ServFed filed a protest challenging the award of a task order for medical services on an Air Force base. ServeFed contended the Air Force erred in not awarding the contract through the Small Business Administration’s 8(a) business development program.

But the Air Force noted that under 10 U.S.C. § 2304, protests filed “in connection with the issuance . . . of a task order or delivery order” under a defense agency IDIQ are not authorized unless the task order exceeds $25 million. Here, the task order was only worth $807,000.

ServeFed argued that this jurisdictional bar did not apply. While its protest was “related” to a task order, ServeFed argued, it was not “in connection with the issuance of a task order.” The task order provided ServeFed with a reason to know the basis of its protest. But the protest was really concerned with the agency’s violation of a regulation, not with the task order itself.
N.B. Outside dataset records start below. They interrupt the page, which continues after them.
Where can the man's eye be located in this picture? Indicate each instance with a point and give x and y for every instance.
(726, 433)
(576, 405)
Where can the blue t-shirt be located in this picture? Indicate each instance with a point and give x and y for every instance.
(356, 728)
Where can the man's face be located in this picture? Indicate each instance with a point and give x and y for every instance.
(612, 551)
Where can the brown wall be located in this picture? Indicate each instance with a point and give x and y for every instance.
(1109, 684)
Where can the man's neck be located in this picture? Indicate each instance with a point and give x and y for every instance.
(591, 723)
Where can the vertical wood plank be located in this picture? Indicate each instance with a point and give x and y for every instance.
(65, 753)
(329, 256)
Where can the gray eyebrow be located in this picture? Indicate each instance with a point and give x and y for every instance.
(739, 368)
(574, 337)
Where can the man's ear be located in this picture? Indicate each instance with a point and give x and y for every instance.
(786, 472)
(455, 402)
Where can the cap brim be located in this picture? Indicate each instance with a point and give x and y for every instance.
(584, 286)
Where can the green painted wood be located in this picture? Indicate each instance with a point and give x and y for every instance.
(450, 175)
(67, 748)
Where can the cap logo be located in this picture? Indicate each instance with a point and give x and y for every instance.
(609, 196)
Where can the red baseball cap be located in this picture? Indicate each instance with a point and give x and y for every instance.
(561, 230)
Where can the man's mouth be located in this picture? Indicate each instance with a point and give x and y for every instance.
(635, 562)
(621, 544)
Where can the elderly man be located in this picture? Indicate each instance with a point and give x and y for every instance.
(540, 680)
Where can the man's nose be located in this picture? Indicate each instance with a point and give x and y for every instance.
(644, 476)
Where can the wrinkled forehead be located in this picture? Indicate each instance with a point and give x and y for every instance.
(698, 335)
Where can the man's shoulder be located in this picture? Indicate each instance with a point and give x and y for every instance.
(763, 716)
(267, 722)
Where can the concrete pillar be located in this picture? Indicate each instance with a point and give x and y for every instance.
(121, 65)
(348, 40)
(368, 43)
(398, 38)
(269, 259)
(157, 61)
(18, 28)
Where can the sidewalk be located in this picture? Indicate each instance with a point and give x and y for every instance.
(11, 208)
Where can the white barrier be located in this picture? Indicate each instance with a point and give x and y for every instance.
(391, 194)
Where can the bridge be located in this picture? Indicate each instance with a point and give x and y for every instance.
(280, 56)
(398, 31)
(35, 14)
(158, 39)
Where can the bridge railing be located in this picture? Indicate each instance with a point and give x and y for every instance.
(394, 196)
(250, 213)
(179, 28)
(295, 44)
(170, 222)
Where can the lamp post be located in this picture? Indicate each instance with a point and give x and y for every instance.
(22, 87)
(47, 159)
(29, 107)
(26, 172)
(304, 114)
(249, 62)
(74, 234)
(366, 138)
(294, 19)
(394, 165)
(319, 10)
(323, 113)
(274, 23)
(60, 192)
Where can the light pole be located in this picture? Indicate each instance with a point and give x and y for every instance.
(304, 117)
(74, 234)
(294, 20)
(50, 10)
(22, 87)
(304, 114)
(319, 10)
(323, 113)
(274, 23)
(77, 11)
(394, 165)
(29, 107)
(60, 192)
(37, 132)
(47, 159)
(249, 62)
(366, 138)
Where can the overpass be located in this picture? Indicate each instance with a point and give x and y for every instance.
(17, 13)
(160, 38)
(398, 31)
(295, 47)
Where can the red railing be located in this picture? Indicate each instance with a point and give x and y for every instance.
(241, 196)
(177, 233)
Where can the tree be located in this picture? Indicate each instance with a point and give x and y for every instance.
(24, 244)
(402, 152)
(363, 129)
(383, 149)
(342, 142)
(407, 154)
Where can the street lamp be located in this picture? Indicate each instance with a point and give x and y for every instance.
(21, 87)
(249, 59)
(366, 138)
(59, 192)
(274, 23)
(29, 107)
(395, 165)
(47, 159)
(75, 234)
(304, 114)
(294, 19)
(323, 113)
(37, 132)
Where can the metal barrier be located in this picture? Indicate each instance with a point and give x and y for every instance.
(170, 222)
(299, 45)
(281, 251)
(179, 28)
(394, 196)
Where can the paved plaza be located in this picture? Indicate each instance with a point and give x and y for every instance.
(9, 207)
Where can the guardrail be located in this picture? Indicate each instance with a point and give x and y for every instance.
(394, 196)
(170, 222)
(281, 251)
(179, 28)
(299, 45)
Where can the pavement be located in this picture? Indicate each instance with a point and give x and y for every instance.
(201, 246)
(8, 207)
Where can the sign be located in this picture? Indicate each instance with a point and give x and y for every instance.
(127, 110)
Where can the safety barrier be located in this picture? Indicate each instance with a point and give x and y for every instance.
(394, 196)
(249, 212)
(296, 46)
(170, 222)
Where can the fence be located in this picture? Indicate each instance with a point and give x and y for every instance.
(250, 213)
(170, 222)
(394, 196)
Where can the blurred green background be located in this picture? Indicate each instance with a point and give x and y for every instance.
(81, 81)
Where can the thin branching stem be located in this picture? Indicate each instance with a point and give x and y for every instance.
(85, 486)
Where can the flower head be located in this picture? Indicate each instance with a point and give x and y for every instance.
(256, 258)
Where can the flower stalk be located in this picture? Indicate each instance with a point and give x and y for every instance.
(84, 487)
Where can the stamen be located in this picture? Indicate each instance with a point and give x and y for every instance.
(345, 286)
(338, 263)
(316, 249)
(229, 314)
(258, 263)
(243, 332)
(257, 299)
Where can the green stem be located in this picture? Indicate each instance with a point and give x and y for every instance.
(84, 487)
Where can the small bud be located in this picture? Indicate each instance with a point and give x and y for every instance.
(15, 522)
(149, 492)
GAO, however, was not persuaded. GAO reasoned that the requested remedy in this case would involve termination of a task order. Where a protest involves termination of a task order, it is necessarily “in connection” with the task order.  Because ServeFed’s protest was in fact connected to a task order, and the task order was well under $25 million, GAO lacked jurisdiction to hear the protest.

ServeFed is represented by Edward J. Tolchin of Offit Kurman Attorneys At Law. The government is represented by Alexis J. Bernstein, Phillip E. Reiman, and Heather M. Mandelkehr of the U.S. Air Force. GAO attorneys Heather Self and Edward Goldstein participated in the preparation of the decision.